China's Banking Crisis Arrives

China's Banking Crisis Arrives

Last April, I warned that China is about to suffer the mother of all banking crises, caused by wildly aggressive expansion of bank lending. Now that vicious inflation has forced the communist authorities to slam the brakes on the economy, short term interest rates in China vaulted to 25% and the People’s Bank of China had to bail out one the nation’s banks.

Fear that China may be on the verge of a crisis similar to the collapse of Lehman Brothers in September 2008 caused panic across the globe, sending the value of every stock, bond, and commodity market on earth plunging. But after 5 years of risky lending practices, China seems doomed to suffer a grim period of economic payback.

From a distance, China’s economy seemed to be the poster child of sustainable growth. Government reports showed consistent 9% expansion, double digit retail sales growth, $3 trillion in foreign reserves, and inflation less than 5%. But these statistics masked a dark side as the government instructed banks to finance state-owned enterprises to sell at subsidized producer and consumer prices. Over the last two years, artificial subsidies restricted increases in retail food prices by 24% and retail gasoline prices by 20%.

The real secret-sauce of the “China Economic Miracle” is that although there are 3,800 banks in China, the country’s four largest state-owned banks (Industrial and Commercial Bank, Agricultural Bank, People’s Bank of China and Construction) control two thirds of all bank deposits and loans. Since the Chinese government does not provide adequate social welfare programs and restricts its citizens’ investment options to bank accounts, about 40% of Chinese household income is deposited in these four state-owned banks each month. 
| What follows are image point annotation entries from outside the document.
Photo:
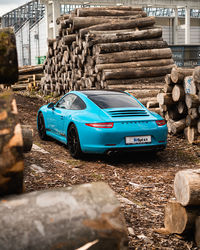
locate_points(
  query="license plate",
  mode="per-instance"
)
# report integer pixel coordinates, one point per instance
(138, 139)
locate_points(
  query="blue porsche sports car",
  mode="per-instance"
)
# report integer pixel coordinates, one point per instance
(102, 121)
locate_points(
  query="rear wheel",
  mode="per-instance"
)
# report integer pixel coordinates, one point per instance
(41, 127)
(73, 142)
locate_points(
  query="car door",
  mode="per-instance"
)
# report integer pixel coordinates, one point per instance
(61, 114)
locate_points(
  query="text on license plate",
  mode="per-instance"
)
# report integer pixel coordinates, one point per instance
(138, 139)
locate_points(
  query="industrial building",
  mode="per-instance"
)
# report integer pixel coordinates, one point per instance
(35, 21)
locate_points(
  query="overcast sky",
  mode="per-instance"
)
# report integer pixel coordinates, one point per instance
(8, 5)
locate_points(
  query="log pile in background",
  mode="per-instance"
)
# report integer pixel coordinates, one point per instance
(107, 47)
(180, 102)
(182, 215)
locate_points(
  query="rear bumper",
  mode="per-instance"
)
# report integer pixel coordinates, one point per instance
(137, 149)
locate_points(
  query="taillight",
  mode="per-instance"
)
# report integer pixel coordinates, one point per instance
(100, 125)
(161, 122)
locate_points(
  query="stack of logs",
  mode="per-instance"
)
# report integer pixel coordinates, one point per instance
(182, 215)
(107, 47)
(180, 102)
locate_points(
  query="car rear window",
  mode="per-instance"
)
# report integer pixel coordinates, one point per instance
(114, 101)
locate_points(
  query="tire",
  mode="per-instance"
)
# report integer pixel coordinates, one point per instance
(41, 127)
(73, 142)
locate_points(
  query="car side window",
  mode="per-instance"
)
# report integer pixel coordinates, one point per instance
(78, 104)
(66, 101)
(72, 102)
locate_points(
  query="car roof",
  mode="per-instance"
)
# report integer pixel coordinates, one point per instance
(89, 93)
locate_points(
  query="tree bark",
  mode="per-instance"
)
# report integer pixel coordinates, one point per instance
(8, 57)
(11, 145)
(119, 25)
(187, 187)
(131, 73)
(132, 45)
(192, 101)
(196, 74)
(178, 93)
(178, 74)
(165, 99)
(138, 64)
(178, 127)
(66, 218)
(129, 56)
(123, 37)
(84, 12)
(179, 219)
(27, 135)
(189, 85)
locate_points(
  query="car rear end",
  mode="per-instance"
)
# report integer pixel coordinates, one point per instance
(125, 129)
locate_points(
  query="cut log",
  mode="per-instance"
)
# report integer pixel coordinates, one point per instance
(192, 101)
(84, 22)
(179, 219)
(11, 145)
(27, 135)
(119, 25)
(165, 99)
(182, 108)
(139, 55)
(95, 9)
(187, 187)
(189, 85)
(178, 126)
(178, 93)
(132, 45)
(178, 74)
(131, 73)
(138, 64)
(196, 74)
(66, 218)
(124, 37)
(198, 126)
(8, 57)
(157, 80)
(31, 70)
(84, 12)
(197, 231)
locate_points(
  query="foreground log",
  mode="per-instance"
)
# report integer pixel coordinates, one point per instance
(197, 231)
(11, 146)
(27, 135)
(178, 127)
(63, 219)
(179, 219)
(8, 57)
(187, 187)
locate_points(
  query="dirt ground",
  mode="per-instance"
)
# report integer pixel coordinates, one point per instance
(143, 183)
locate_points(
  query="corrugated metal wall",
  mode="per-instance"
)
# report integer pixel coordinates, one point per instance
(31, 42)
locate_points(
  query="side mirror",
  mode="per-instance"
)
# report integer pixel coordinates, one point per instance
(50, 105)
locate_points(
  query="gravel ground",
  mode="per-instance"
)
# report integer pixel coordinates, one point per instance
(142, 182)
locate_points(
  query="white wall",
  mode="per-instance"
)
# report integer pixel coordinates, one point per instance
(38, 38)
(22, 41)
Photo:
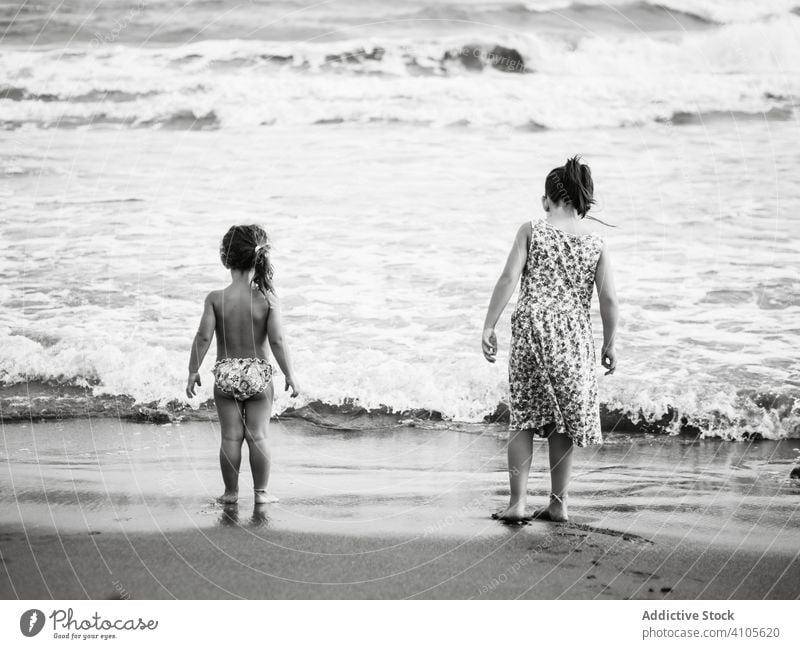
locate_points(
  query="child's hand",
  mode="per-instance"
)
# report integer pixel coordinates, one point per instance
(489, 345)
(194, 379)
(291, 383)
(609, 359)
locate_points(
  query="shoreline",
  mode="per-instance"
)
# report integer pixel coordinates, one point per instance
(47, 401)
(115, 509)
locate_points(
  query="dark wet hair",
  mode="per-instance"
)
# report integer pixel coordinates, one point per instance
(246, 247)
(571, 184)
The banks then leverage the deposits by 45 times and lend 75% to state-owned enterprises and 25% to real estate development at extremely low interest rates. Although China generated huge exports as the “world’s largest manufacturer” and built impressive infrastructure, the growth is one giant Ponzi scheme where companies are highly leveraged and sell their products below their costs.

As Lee Adler at the Wall Street Examiner artfully pointed out, China “has been undergoing a massive liquidity crunch in recent days as the central bank there maintains a tight monetary policy that has drained reserves from the system this year” to try “to cool massive speculative bubbles.” He points out that the People’s Bank of China injected $240 billion into the banking system in 2012 and then drained only $33 billion so far this year. But with banking leverage of 45 times, China state-owned banks would need to shrink their lending by $1.5 trillion, or 25% of the nation’s annual GDP. 

Lee advises that with Chinese companies and banks highly leveraged and desperate for cash, they are selling their foreign stock, bond, and commodity assets to raise cash to meet bank margin calls at home. He warns this selling may send asset prices crashing around the world, triggering more margin calls and sending prices spiraling even lower.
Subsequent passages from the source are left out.